Friday: Geography. Today, we studied Greece. After our review items, we located Greece on the Markable Map. E kept interrupting me in the middle of a sentence (multiple times, during multiple attempts at the same sentence) to describe his adventures with Friend Lion, so I snapped at him the 3rd or 4th time he did this. He quit. He doesn't dissolve into a heartbroken puddle of goo when snapped at the way P does, at least not all the time. For the rest of the day, a simple "E, you're interrupting" sufficed.
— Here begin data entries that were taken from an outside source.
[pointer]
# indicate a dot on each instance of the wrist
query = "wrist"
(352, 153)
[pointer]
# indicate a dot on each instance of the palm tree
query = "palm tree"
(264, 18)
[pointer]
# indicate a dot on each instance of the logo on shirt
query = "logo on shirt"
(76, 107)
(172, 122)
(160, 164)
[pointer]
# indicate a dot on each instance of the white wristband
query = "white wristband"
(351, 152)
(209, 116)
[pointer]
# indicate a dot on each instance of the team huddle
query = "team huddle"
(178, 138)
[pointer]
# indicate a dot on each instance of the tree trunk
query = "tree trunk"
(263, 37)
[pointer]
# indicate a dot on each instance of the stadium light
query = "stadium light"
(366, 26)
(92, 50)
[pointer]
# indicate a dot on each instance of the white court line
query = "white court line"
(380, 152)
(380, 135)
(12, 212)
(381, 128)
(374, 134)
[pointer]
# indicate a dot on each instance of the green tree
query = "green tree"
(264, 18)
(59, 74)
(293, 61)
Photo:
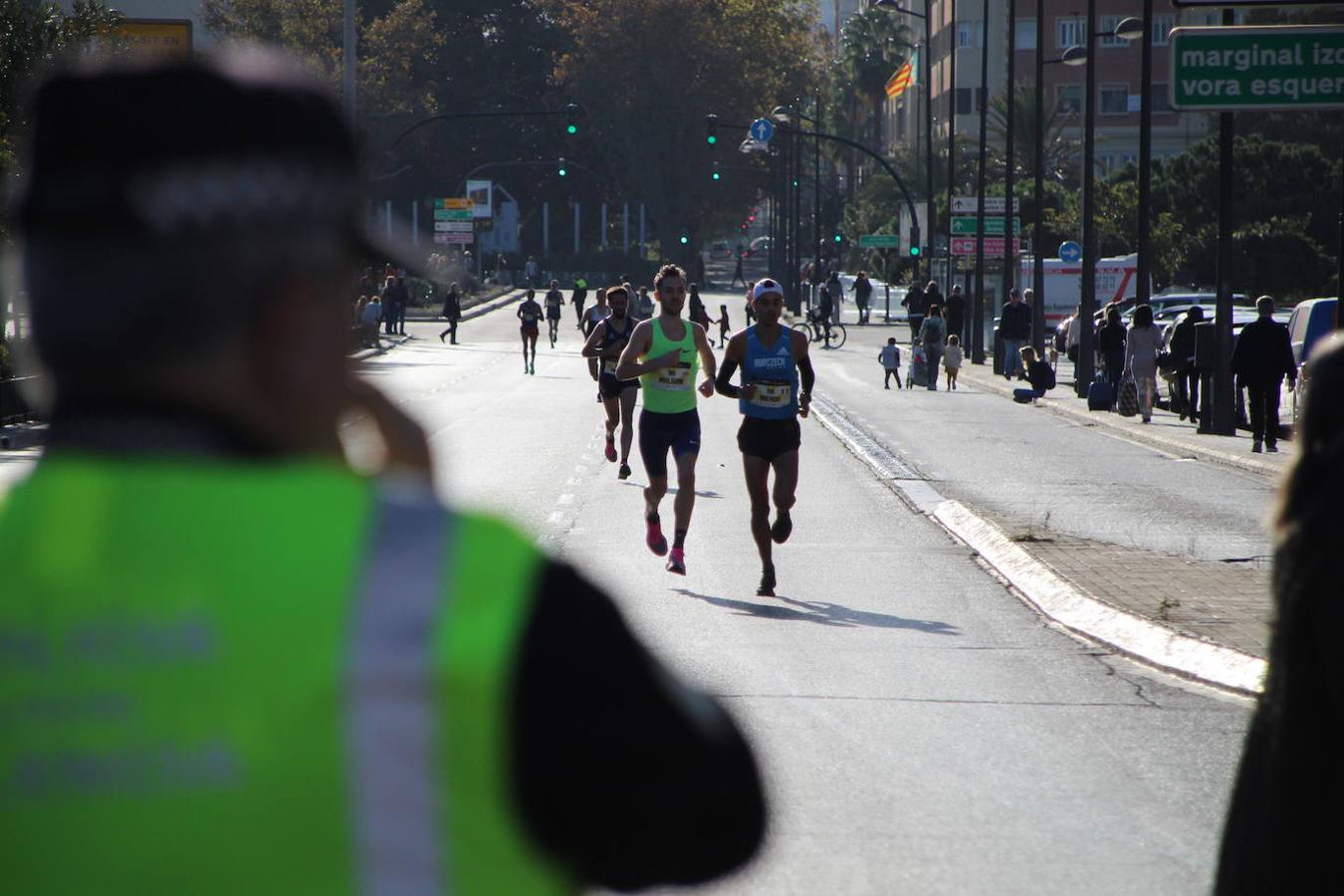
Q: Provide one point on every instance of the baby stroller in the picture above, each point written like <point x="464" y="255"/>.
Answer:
<point x="918" y="372"/>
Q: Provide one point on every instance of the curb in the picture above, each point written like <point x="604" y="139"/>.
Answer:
<point x="1040" y="587"/>
<point x="1175" y="446"/>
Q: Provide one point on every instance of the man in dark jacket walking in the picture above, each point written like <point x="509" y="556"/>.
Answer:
<point x="1262" y="357"/>
<point x="1014" y="330"/>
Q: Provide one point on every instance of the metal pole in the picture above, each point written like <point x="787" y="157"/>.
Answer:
<point x="1224" y="398"/>
<point x="978" y="319"/>
<point x="1086" y="361"/>
<point x="349" y="47"/>
<point x="930" y="212"/>
<point x="1145" y="150"/>
<point x="1037" y="280"/>
<point x="1009" y="133"/>
<point x="952" y="130"/>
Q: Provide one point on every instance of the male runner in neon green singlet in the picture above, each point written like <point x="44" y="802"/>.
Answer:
<point x="671" y="350"/>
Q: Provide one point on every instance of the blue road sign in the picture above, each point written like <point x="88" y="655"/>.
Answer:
<point x="761" y="129"/>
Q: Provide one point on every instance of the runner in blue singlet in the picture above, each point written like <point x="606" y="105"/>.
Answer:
<point x="775" y="362"/>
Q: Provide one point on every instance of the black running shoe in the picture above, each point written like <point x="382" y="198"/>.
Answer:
<point x="782" y="530"/>
<point x="767" y="587"/>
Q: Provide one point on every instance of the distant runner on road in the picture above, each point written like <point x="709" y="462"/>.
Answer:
<point x="530" y="315"/>
<point x="605" y="345"/>
<point x="773" y="361"/>
<point x="554" y="305"/>
<point x="672" y="350"/>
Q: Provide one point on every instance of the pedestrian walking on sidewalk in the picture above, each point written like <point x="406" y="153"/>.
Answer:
<point x="890" y="357"/>
<point x="452" y="314"/>
<point x="1262" y="357"/>
<point x="1014" y="330"/>
<point x="1143" y="342"/>
<point x="1183" y="354"/>
<point x="1110" y="345"/>
<point x="952" y="360"/>
<point x="933" y="335"/>
<point x="916" y="305"/>
<point x="1282" y="829"/>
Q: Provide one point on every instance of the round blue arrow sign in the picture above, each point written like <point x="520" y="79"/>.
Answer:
<point x="761" y="129"/>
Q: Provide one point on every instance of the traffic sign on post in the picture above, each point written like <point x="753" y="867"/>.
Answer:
<point x="1236" y="69"/>
<point x="994" y="226"/>
<point x="761" y="129"/>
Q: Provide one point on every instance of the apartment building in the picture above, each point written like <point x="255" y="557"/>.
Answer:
<point x="1117" y="73"/>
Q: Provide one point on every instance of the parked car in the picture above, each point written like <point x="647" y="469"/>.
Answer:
<point x="1309" y="323"/>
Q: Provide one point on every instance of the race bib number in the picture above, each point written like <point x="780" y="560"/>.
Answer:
<point x="772" y="394"/>
<point x="674" y="377"/>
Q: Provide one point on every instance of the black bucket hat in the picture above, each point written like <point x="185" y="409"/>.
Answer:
<point x="245" y="142"/>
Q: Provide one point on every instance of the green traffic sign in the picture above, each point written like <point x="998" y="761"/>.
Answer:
<point x="1269" y="68"/>
<point x="994" y="226"/>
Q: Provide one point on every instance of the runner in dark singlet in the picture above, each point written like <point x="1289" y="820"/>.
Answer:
<point x="605" y="344"/>
<point x="530" y="315"/>
<point x="775" y="362"/>
<point x="554" y="305"/>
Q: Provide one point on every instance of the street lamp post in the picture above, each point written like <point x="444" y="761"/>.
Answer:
<point x="930" y="216"/>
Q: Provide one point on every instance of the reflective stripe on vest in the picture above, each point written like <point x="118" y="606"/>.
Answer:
<point x="399" y="835"/>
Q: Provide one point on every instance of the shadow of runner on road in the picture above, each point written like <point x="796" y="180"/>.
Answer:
<point x="821" y="612"/>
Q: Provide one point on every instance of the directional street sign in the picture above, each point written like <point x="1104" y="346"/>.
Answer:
<point x="994" y="226"/>
<point x="1269" y="68"/>
<point x="461" y="239"/>
<point x="994" y="246"/>
<point x="994" y="204"/>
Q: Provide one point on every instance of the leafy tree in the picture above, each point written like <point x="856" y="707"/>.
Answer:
<point x="647" y="73"/>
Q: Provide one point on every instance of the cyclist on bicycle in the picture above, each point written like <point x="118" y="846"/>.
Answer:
<point x="775" y="361"/>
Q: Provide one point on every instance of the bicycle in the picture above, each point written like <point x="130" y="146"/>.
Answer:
<point x="817" y="334"/>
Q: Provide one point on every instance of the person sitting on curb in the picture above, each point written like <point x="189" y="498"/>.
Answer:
<point x="1039" y="373"/>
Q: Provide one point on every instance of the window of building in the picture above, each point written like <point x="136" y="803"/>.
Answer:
<point x="1108" y="33"/>
<point x="1070" y="33"/>
<point x="1114" y="100"/>
<point x="1024" y="33"/>
<point x="1163" y="26"/>
<point x="971" y="34"/>
<point x="1068" y="99"/>
<point x="1160" y="99"/>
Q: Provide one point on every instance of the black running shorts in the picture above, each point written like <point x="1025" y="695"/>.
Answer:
<point x="769" y="439"/>
<point x="660" y="433"/>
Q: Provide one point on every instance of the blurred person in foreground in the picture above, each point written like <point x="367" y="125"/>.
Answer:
<point x="1283" y="823"/>
<point x="239" y="666"/>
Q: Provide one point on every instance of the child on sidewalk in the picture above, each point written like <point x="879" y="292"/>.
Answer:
<point x="890" y="357"/>
<point x="952" y="360"/>
<point x="725" y="328"/>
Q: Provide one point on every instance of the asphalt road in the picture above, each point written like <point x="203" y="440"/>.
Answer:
<point x="921" y="730"/>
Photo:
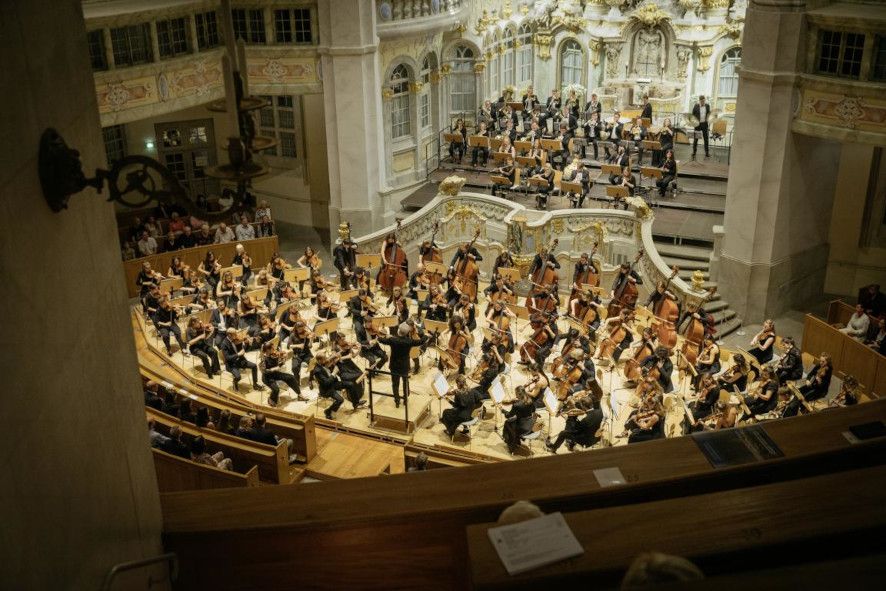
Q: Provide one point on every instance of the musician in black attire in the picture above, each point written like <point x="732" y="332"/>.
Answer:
<point x="464" y="402"/>
<point x="669" y="173"/>
<point x="400" y="346"/>
<point x="519" y="421"/>
<point x="167" y="323"/>
<point x="790" y="366"/>
<point x="235" y="360"/>
<point x="662" y="361"/>
<point x="345" y="260"/>
<point x="701" y="111"/>
<point x="581" y="431"/>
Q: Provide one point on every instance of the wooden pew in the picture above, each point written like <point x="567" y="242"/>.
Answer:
<point x="177" y="474"/>
<point x="272" y="461"/>
<point x="300" y="430"/>
<point x="427" y="512"/>
<point x="848" y="355"/>
<point x="729" y="531"/>
<point x="259" y="249"/>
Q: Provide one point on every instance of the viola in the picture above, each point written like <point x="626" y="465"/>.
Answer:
<point x="467" y="270"/>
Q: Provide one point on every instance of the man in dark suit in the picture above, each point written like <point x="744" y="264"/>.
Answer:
<point x="235" y="360"/>
<point x="400" y="346"/>
<point x="701" y="111"/>
<point x="345" y="260"/>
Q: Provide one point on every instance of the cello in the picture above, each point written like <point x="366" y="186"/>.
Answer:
<point x="694" y="334"/>
<point x="626" y="296"/>
<point x="393" y="270"/>
<point x="467" y="270"/>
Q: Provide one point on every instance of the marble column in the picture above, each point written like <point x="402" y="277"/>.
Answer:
<point x="781" y="184"/>
<point x="353" y="112"/>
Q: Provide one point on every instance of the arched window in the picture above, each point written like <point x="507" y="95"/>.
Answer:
<point x="508" y="58"/>
<point x="728" y="86"/>
<point x="400" y="102"/>
<point x="463" y="92"/>
<point x="524" y="54"/>
<point x="571" y="66"/>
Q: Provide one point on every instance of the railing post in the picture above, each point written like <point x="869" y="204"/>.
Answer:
<point x="714" y="266"/>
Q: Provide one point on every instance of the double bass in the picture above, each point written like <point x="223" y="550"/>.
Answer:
<point x="393" y="271"/>
<point x="467" y="270"/>
<point x="694" y="335"/>
<point x="626" y="296"/>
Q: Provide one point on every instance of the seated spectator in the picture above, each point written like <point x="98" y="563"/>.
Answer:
<point x="245" y="231"/>
<point x="176" y="224"/>
<point x="858" y="324"/>
<point x="204" y="236"/>
<point x="201" y="456"/>
<point x="147" y="245"/>
<point x="263" y="215"/>
<point x="156" y="438"/>
<point x="173" y="445"/>
<point x="152" y="227"/>
<point x="186" y="239"/>
<point x="224" y="234"/>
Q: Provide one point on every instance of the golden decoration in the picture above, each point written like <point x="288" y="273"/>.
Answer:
<point x="704" y="58"/>
<point x="451" y="185"/>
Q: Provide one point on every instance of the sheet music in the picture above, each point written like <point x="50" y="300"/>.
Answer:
<point x="530" y="544"/>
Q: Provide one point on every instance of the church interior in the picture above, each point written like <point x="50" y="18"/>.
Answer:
<point x="444" y="294"/>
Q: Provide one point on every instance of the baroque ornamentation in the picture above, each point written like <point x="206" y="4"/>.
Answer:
<point x="451" y="185"/>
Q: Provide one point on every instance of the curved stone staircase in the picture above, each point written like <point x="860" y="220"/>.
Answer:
<point x="696" y="258"/>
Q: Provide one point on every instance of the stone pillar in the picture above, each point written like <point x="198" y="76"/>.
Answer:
<point x="352" y="107"/>
<point x="781" y="184"/>
<point x="78" y="475"/>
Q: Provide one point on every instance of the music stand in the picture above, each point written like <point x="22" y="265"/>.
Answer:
<point x="519" y="311"/>
<point x="511" y="273"/>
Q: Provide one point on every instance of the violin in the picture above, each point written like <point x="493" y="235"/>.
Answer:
<point x="393" y="272"/>
<point x="626" y="296"/>
<point x="468" y="271"/>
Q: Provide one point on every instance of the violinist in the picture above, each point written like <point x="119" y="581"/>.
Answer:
<point x="234" y="353"/>
<point x="736" y="376"/>
<point x="199" y="338"/>
<point x="480" y="153"/>
<point x="466" y="310"/>
<point x="210" y="268"/>
<point x="345" y="260"/>
<point x="708" y="395"/>
<point x="708" y="362"/>
<point x="790" y="366"/>
<point x="271" y="365"/>
<point x="818" y="380"/>
<point x="668" y="173"/>
<point x="464" y="402"/>
<point x="763" y="393"/>
<point x="147" y="278"/>
<point x="578" y="431"/>
<point x="762" y="343"/>
<point x="360" y="308"/>
<point x="244" y="261"/>
<point x="328" y="382"/>
<point x="436" y="306"/>
<point x="660" y="363"/>
<point x="300" y="342"/>
<point x="401" y="345"/>
<point x="370" y="349"/>
<point x="166" y="322"/>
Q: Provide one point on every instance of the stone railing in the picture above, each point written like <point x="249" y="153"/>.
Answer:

We read "How the Turtle Got Its Shell" from Stories from Around the World, and discussed how the ancient Greeks believed in many gods who acted a lot like humans, but how the one true God is all-powerful and does not sin the way the Greek gods did. In the story, the turtle's shell is a punishment - it prefers staying home to going to Zeus' wedding, so it is cursed with carrying its home everywhere it goes. In reality, the turtle's shell is a useful part of its body that protects it from danger, and God gave it a shell to take care of it. I liked having the opportunity to contrast our perspective on how God works with that of the ancient Greeks. We also read "Arion and the Dolphin" from The Lion Storyteller Bedtime Book. One of the books about Greece that I checked out from the library was appropriate for reading aloud at least to P, so we did that, and looked at the pictures in another library book about Greece. After lunch, P made a book about Greece. She wrote the title, coloured a flag and a map I drew (and drew her own version of the Greek map, including Crete and the mainland with Peloponnese off to the side), and drew pictures of the Parthenon, Mt. Olympus, a ferry, lots of islands, and olives. For dinner, I made spanakopita (I love spanakopita, but had never made them before - quite labour intensive, but if I do it again I'll do more of the work ahead of time, and working with fillo pastry won't be quite as scary the second time), and a Greek salad with just cucumbers, tomatoes, feta, and olives. E liked the salad and the fillo pastry but not the spinach filling, and P complained bitterly at having to taste half an olive, but Ari and I enjoyed it a good deal! There are lots of leftover spanakopita, and now all the hard work is done - yippee.